Судья разгорячился. Сознание бессилия не давало ему покоя, и он возбужденно принялся расхаживать по саду, переполошив при этом птиц.
Внезапно остановившись, Идин-Амуррум задумался.
– Кажется, не все потеряно, Гамадана еще можно спасти. На заседании совета я впервые оценил Набусардара. Это человек справедливый, великодушный и волевой. Я дал себе слово навестить его, и вот теперь у меня есть для этого повод;
На лице Сурмы мелькнуло беспокойство, он нехотя проговорил:
– Слыхал я, на Хебаре он велел умертвить ни в чем не повинного иерусалимского пророка.

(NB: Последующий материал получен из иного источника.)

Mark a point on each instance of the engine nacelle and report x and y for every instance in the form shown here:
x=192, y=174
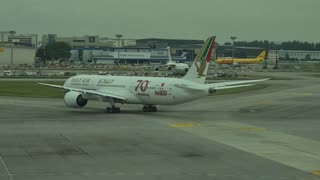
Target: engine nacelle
x=75, y=99
x=211, y=90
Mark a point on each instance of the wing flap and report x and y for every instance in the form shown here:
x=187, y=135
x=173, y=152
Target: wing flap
x=216, y=85
x=103, y=93
x=230, y=87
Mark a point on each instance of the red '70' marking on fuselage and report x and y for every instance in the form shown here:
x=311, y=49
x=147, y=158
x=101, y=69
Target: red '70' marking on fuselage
x=142, y=84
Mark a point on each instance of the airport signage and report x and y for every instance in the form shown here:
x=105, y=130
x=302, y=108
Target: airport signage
x=131, y=55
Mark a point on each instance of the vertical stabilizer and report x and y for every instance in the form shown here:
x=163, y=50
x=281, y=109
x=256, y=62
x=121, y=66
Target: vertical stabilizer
x=169, y=55
x=199, y=68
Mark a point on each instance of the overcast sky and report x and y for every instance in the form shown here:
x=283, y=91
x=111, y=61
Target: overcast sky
x=277, y=20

– Это не совсем так, – возразил Идин-Амуррум, – Набусардар располагает неопровержимыми доказательствами того, что иудеи ждут не дождутся Кира. Более того, они будто бы вступили в тайные сношения с персами, точнее говоря – с персидскими лазутчиками, засланными в нашу страну. Это уже измена, а измена карается смертью! Таков закон, и тебе об этом известно. Стало быть, Набусардар действовал в согласии с законом.
– Но ведь ты сам, достойнейший, – в сердцах воскликнул Сурма, стремительно поднявшись со скамьи, – ты сам говоришь, что ничего не изменится, пока у нас царят беззаконие и произвол! Если богатые соотечественники попирают наши права, стало быть, вся надежда на то, что их помогут нам добыть чужеземцы. – Он помолчал, раздумывая, говорить ли все до конца, но так как олицетворением персов был для него добрейший Устига; то Сурма, поколебавшись, добавил: – Хотя бы тот же Кир…
– Ты тоже надеешься на него? – резко прервал его изумленный судья.